THE executive of the Irish Bank Officials' Association is to meet today to sanction a strike ballot by 1,100 members at Ulster Bank branches throughout the Republic. At the weekend, delegates to the union's biennial conference in Dublin called for "whatever resources are necessary to be given to Ulster Bank colleagues in resisting management proposals to introduce new salary structures which would freeze the salaries of many employees.
Under the new structures, the top of the salary scale for many employees would be £20,500, instead of the current level of £24,000. Staff earning more than they are considered worth under the new job evaluation system would have their salaries frozen.
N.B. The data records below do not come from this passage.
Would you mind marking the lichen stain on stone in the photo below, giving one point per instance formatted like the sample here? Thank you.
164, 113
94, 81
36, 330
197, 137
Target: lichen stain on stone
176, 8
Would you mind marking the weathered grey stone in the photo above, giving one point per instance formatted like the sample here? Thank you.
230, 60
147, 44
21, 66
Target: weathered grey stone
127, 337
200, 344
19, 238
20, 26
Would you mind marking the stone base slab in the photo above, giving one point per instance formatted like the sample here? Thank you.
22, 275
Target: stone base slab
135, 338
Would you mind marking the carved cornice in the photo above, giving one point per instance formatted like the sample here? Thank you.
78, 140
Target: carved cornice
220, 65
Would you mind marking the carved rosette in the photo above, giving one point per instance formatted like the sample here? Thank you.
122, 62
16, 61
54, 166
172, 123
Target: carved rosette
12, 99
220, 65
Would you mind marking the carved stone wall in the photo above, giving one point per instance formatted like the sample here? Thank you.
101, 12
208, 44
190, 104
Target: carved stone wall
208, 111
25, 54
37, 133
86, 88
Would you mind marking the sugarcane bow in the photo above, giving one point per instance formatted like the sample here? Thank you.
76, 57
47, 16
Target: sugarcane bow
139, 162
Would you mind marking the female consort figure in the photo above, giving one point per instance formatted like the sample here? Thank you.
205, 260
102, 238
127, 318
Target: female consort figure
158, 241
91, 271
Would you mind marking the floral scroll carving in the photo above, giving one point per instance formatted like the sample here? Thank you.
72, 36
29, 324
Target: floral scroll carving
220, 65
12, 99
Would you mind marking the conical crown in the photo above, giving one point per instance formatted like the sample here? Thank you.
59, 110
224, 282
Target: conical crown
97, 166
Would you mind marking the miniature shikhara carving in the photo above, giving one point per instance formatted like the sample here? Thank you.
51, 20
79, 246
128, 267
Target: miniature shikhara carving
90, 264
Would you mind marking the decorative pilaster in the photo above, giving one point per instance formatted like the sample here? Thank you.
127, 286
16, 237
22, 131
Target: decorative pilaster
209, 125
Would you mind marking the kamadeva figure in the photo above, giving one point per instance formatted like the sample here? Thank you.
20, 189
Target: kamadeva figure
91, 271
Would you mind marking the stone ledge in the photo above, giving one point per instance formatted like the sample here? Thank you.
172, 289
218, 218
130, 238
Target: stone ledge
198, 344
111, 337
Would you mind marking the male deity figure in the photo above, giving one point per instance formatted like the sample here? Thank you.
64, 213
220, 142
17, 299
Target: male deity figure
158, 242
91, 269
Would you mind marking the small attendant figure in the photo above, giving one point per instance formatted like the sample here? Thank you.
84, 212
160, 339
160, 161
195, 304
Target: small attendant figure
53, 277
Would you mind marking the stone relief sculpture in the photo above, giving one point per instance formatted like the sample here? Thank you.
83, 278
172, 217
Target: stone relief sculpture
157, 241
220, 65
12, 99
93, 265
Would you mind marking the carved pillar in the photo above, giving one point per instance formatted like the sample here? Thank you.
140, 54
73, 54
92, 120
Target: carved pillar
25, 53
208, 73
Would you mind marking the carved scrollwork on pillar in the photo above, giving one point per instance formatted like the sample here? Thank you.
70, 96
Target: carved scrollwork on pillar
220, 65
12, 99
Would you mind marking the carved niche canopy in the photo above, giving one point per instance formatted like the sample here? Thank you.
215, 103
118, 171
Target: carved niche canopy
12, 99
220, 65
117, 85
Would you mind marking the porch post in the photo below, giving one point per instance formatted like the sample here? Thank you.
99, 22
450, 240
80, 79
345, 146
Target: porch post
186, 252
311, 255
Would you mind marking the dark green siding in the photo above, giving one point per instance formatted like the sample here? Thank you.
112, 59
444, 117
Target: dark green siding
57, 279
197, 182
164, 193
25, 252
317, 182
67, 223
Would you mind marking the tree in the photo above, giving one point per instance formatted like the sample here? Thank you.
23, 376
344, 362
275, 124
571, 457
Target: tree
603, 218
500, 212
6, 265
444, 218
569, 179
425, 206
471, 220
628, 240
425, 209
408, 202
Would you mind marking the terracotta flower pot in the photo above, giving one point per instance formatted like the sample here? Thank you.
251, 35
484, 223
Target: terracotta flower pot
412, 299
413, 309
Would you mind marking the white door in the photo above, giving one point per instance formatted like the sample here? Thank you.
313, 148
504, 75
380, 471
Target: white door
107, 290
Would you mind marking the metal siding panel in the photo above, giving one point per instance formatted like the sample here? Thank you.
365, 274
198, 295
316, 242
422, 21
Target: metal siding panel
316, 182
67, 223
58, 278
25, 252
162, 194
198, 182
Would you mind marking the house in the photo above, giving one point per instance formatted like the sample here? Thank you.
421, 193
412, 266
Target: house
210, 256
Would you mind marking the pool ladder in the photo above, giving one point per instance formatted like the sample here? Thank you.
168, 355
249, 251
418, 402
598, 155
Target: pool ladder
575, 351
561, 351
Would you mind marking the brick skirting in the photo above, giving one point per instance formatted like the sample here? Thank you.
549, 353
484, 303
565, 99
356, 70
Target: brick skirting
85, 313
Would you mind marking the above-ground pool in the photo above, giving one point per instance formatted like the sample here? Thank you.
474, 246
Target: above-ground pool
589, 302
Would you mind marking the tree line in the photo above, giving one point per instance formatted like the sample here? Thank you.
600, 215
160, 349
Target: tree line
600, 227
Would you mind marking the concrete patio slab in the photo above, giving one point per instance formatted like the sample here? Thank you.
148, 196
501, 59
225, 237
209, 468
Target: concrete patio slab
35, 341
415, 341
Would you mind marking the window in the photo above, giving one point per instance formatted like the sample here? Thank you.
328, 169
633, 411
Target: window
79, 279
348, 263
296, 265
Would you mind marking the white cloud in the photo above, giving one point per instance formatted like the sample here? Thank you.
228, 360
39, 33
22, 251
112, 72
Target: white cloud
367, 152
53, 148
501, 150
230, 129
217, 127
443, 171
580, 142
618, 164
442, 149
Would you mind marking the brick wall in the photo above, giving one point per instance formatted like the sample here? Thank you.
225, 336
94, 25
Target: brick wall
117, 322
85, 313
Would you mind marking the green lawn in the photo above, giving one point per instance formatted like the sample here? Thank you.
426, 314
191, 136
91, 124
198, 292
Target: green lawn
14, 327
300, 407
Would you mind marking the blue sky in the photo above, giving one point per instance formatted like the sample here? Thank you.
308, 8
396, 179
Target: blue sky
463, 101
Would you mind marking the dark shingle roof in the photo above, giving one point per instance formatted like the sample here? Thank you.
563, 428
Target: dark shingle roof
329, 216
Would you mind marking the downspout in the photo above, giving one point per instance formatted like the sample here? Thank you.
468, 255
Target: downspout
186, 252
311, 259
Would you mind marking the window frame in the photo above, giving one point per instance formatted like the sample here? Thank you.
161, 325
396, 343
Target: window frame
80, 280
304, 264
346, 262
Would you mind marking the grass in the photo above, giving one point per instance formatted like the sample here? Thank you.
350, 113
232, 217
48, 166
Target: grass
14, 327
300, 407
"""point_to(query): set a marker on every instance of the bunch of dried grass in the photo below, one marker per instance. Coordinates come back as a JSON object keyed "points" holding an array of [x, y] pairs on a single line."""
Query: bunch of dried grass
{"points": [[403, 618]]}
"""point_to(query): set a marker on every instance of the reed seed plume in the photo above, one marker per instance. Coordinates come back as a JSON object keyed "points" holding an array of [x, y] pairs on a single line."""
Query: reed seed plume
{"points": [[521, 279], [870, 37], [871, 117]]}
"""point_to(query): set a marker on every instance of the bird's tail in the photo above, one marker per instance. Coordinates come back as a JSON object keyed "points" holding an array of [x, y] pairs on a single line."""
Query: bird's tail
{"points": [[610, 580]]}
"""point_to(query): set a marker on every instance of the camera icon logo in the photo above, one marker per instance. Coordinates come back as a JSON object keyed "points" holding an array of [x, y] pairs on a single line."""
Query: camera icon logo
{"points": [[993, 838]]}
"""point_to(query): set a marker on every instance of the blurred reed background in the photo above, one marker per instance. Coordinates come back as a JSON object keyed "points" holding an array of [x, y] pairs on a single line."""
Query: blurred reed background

The Ulster Bank dispute is one of a number brewing in the banking sector. At Bank of Ireland talks on performance related pay have stalled.
Referring to the Ulster Bank dispute in his speech to delegates, the IBOA general secretary, Mr Ciaran Ryan, told the conference that the Ulster Bank made £136 million profit last year. The executive directors had awarded themselves salaries of £154,000, a 20 per cent increase on the previous year.
Members' terms of employment were under constant pressure throughout the banking sector, he said. "If our colleagues in Ulster Bank have to man the picket lines in May they will be manning them for all of us and should get your full support," he told delegates.
If the bank proved unwilling to re-enter talks, Mr Ryan said, he envisaged strike action beginning in four weeks.
Calling on delegates to pass an emergency motion in support of their Ulster Bank colleagues, the assistant general secretary of the association, Mr Larry Broderick, said that staff had been under "tremendous pressure for at least four months to accept the changes. They were told by the bank that if they voted to reject the proposals they were voting for industrial action."